MCs are important for the preservation of retinal homeostasis and play a role in the regulation of the blood-retinal barrier. Thus, the blood need and angiogenesis of the retina are controlled (21). In general, MCs increase the barrier function of the vascular endothelium through the secretion of factors such as pigment epithelium-derived factor, thrombospondin-1, neurturin, and glial cell-derived neurotrophic factor. In response to hypoxia, a high glucose level, or inflammation conditions, multiple signaling pathways are activated in MCs, followed by an increase in proangiogenic factors, such as vascular endothelial growth factor (VEGF), basic fibroblast growth factor (bFGF), matrix metalloproteinases, netrin-4, and angiopoietin-4. These changes are important features of retinal diseases, including diabetic retinopathy (DR), retinal vein occlusion, macular telangiectasia type 2, and some forms of age-related macular degeneration (ARMD) (22–26). It will be of great interest to learn if including neurotrophins and perhaps other trophic factors with anti-VEGF drugs is beneficial to preserve neuronal viability in patients subjected to long-term anti-VEGF treatment for DR, diabetic macular edema, advanced neovascular ARMD, retinopathy of prematurity, and other hypoxic retinal diseases (27).

Posterior vitreous separation from the retina is associated with mechanical stress in MCs, resulting in the secretion of vascular permeability factors, including bFGF. MCs are also a source of matrix metalloproteinases that break down occludin, a tight binding protein. This stimulates high glucose proteinase production. Epiretinal membranes are a prominent type of scar that connects retinal tissue with hypertrophic MC fibers. These membranes are thought to protect the retina from the effects of pathogenic factors in the vitreous. After partial separation of the vitreous from the retina, vitreous fibers adhering to MCs at the vitreoretinal attachment sites exert traction on the cells. This event activates cells and results in cellular hypertrophy and proliferation as well as vascular leakage. Mechanically stressed MCs secrete growth factors (e.g., bFGF) and ATP. The intracytoplasmic swelling of MC corresponds to retinal swelling and liquefaction necrosis of MCs and leads to cystoid macular edema. MCs have been detected in epiretinal tissues in fibrovascular-contractive retinal disorders, such as proliferative vitreoretinopathy (PVR) and proliferative DR (28–34).

Primary MC failure has been proposed as the cause of different cases of retinal degeneration, including hepatic and methanol-induced retinopathy and glaucoma. Almost all pathogenic stimuli activate MCs. Reactive MCs demonstrate protective and toxic effects on photoreceptors and neurons. They contribute to oxidative stress and glutamate toxicity due to glutamate uptake and glutathione synthesis failures. Reduction of intercellular potassium and water permeability causes neuronal hyperexcitability and edema (35–38).

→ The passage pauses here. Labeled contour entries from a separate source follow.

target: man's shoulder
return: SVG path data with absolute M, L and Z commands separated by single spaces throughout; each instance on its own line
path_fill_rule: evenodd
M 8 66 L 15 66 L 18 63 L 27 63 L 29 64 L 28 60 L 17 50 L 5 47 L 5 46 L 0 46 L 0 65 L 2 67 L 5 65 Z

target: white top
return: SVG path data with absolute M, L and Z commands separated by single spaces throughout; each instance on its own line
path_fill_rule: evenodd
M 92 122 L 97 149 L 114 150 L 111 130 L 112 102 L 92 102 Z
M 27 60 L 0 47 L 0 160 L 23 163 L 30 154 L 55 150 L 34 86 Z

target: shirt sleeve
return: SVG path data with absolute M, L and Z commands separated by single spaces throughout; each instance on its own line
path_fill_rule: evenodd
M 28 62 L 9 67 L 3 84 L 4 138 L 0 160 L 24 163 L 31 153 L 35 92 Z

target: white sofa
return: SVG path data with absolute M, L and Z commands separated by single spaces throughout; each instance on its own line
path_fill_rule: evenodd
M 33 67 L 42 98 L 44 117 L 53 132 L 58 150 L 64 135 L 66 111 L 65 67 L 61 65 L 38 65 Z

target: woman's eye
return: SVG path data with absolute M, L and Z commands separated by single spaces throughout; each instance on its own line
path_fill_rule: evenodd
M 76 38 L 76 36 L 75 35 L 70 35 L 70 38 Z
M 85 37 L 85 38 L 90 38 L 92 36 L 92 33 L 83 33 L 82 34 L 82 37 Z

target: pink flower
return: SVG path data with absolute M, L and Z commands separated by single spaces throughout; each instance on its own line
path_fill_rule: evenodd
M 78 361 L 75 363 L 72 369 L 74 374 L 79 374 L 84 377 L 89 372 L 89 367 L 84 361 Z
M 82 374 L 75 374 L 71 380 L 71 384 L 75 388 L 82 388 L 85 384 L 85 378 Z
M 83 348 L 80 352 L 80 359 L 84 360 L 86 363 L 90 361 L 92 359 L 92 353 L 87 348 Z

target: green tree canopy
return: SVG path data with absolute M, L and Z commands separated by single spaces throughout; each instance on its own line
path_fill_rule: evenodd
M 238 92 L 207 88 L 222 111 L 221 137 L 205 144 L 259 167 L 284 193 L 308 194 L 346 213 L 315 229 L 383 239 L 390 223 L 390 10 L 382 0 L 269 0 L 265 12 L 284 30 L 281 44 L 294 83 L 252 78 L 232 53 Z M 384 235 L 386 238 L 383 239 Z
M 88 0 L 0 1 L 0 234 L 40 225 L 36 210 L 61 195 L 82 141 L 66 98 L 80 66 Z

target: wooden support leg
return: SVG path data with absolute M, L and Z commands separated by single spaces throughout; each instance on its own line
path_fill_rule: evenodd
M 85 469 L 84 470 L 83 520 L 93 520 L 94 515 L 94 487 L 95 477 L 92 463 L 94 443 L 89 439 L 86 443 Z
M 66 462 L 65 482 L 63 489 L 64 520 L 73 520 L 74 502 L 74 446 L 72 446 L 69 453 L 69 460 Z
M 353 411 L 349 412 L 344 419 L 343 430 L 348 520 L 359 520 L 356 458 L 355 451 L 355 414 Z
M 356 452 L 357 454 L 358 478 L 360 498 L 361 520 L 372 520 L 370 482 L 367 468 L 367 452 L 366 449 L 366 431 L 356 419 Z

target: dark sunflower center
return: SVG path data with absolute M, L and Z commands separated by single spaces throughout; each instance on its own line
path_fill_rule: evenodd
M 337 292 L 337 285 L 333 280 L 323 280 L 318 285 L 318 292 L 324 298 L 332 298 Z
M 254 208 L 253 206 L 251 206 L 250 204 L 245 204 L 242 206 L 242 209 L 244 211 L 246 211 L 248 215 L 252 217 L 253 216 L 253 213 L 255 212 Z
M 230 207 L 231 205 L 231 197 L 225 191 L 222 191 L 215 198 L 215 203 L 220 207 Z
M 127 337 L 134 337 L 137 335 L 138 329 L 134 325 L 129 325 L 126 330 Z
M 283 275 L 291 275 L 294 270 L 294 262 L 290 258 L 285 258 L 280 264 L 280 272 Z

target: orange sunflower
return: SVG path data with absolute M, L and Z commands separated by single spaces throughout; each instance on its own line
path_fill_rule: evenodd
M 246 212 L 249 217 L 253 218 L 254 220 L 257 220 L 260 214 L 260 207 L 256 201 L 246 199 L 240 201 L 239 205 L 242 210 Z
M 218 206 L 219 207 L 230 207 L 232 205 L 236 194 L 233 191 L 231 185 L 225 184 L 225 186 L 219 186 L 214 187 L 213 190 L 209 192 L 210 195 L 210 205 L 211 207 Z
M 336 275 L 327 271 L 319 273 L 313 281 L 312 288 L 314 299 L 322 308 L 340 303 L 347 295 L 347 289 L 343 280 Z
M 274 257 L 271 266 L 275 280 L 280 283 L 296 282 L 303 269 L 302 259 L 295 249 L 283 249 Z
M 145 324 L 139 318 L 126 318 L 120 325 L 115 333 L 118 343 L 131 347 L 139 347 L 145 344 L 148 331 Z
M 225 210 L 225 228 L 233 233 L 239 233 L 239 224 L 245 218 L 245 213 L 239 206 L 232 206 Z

In a glaucomatous retina, MCs are reactivated (gliosis). Reactive MCs undergo various changes in their cellular physiology, biochemical, and morphological properties. Reactive MCs can also produce cytotoxic factors, including nitric oxide, tumor necrosis factor alpha, reactive oxygen species, and prostaglandin E2, thereby inducing apoptosis of the retinal ganglion cell and causing cell death (25, 39–43).

Conclusion

MCs have an important architectural and metabolic role that affects the retina. MC dysfunction may cause the development of vitreoretinal diseases, such as PVR, DR, macular edema, retinal vein occlusion, macular telangiectasia type 2, ARMD, retinal degeneration, hepatic- and methanol-induced retinopathy, and glaucoma. Greater understanding of the functions of MCs and the results of dysfunctions will be of great importance in the development of new therapeutic approaches for some vitreoretinal diseases.